Kwesi Sinclair

Personal information
- Full name: Kwesi Lee Sinclair
- Born: 26 October 1978 (age 47) Guyana
- Batting: Right-handed

Domestic team information
- 2007/08: British Virgin Islands

Career statistics
| Competition | Twenty20 |
| Matches | 1 |
| Runs scored | 9 |
| Batting average | 9.00 |
| 100s/50s | –/– |
| Top score | 9 |
| Balls bowled | – |
| Wickets | – |
| Bowling average | – |
| 5 wickets in innings | – |
| 10 wickets in match | – |
| Best bowling | – |
| Catches/stumpings | –/– |
- Source: Cricinfo, 13 January 2013

= Kwesi Sinclair =

Guyanese-born British Virgin Islands cricketer (born 1978)

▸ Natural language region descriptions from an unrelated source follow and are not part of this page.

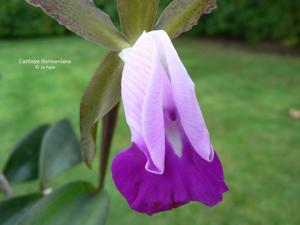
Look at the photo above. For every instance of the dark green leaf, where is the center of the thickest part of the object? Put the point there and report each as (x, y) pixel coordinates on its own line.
(101, 95)
(181, 15)
(60, 150)
(85, 19)
(22, 164)
(76, 203)
(12, 209)
(136, 16)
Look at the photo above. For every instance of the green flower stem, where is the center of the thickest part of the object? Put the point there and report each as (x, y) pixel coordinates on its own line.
(108, 128)
(4, 186)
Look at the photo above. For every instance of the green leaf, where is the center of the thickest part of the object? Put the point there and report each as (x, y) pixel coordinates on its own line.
(181, 15)
(12, 209)
(136, 16)
(60, 150)
(101, 95)
(85, 19)
(76, 203)
(22, 164)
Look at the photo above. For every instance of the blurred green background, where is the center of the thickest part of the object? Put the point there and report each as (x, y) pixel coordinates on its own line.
(245, 97)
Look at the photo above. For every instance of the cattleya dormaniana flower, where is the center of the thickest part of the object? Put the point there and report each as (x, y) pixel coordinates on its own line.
(171, 160)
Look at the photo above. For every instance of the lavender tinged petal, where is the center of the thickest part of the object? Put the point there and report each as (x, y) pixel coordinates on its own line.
(184, 96)
(142, 98)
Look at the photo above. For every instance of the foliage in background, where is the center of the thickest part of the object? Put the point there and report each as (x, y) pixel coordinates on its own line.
(249, 20)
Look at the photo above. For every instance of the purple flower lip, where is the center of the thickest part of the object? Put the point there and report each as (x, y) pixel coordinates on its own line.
(171, 160)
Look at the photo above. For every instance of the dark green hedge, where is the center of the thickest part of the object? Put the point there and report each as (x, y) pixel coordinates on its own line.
(250, 20)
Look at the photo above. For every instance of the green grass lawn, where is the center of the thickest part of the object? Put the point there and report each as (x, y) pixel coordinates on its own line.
(245, 98)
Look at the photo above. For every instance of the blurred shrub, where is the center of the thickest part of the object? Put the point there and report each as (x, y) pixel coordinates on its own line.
(254, 21)
(250, 20)
(19, 19)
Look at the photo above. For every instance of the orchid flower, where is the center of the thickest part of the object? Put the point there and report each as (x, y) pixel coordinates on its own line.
(171, 160)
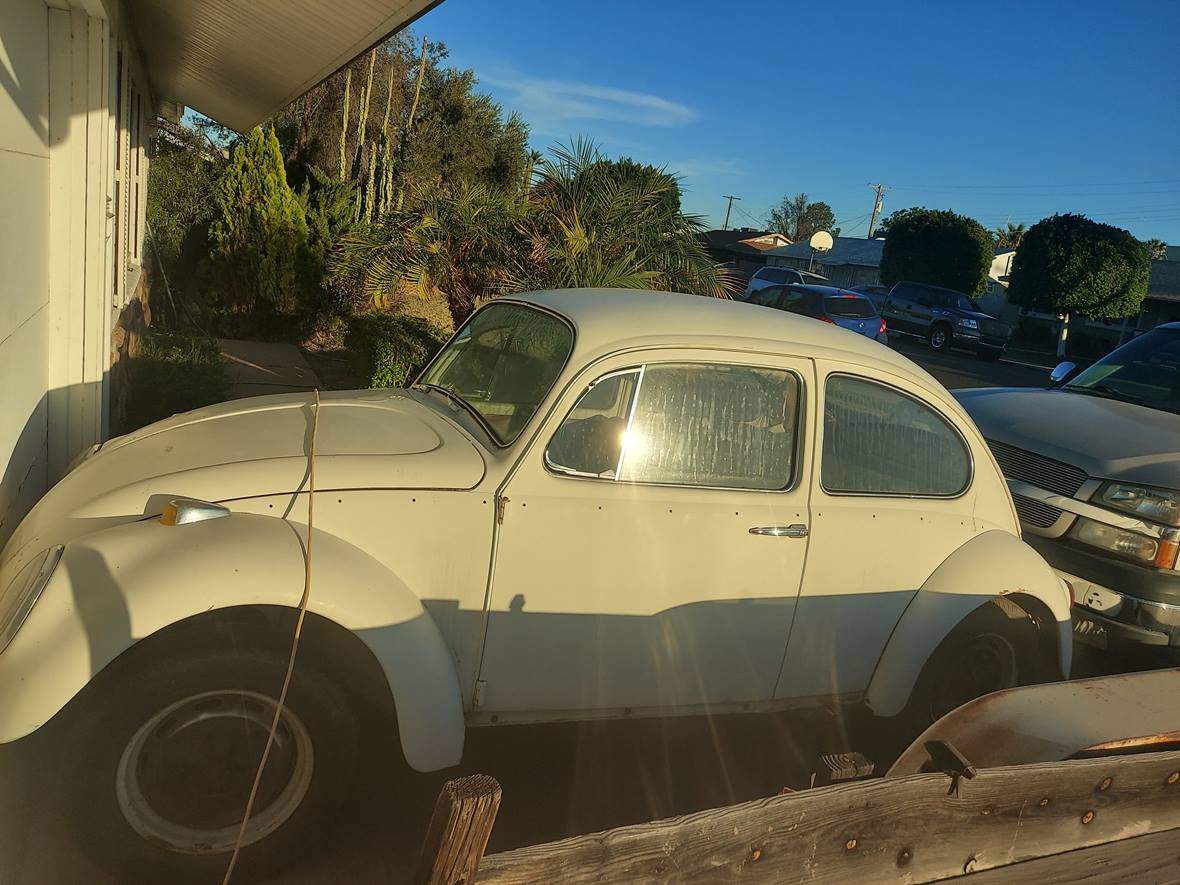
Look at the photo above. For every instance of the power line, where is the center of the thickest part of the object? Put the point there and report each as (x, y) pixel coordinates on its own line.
(877, 207)
(731, 197)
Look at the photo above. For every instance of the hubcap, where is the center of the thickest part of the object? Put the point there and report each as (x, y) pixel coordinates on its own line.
(185, 774)
(983, 664)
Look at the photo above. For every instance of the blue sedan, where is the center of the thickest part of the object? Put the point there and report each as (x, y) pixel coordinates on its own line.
(847, 309)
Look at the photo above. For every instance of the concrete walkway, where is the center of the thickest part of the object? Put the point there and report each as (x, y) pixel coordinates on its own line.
(259, 367)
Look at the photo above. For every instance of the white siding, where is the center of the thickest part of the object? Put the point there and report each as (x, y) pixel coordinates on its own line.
(24, 255)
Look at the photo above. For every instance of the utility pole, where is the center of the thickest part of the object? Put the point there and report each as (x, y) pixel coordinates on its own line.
(877, 207)
(731, 197)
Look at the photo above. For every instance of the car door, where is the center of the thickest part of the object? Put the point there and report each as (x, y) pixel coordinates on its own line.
(892, 498)
(653, 541)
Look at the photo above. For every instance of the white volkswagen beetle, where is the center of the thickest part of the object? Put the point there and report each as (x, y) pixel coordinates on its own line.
(591, 504)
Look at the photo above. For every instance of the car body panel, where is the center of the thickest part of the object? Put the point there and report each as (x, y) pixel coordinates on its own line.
(118, 585)
(1106, 438)
(979, 570)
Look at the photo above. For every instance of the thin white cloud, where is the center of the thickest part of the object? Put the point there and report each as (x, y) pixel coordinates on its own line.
(546, 103)
(705, 166)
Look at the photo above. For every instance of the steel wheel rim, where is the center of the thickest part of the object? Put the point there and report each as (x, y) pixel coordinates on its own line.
(984, 664)
(212, 787)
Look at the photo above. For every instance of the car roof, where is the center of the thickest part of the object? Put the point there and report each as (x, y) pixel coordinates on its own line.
(609, 320)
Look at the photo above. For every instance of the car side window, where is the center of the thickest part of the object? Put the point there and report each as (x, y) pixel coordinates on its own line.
(767, 297)
(684, 424)
(879, 440)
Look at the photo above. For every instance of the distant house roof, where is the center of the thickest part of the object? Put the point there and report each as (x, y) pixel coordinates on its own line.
(1164, 283)
(726, 238)
(845, 250)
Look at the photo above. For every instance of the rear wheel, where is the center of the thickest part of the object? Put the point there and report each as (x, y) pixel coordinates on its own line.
(994, 648)
(939, 338)
(162, 773)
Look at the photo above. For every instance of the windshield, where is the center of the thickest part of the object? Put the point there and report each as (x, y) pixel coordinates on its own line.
(502, 364)
(851, 306)
(1145, 371)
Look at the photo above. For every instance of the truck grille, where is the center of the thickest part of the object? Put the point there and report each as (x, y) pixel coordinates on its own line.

Kwesi Lee Sinclair (born 26 October 1978) is a Guyanese-born former British Virgin Islands cricketer. Sinclair was a right-handed batsman.

In February 2008, the British Virgin Islands were invited to take part in the 2008 Stanford 20/20, whose matches held official Twenty20 status. Sinclair made a single appearance in the tournament against Dominica in a preliminary round defeat, with Sinclair being dismissed for 9 runs by Liam Sebastien.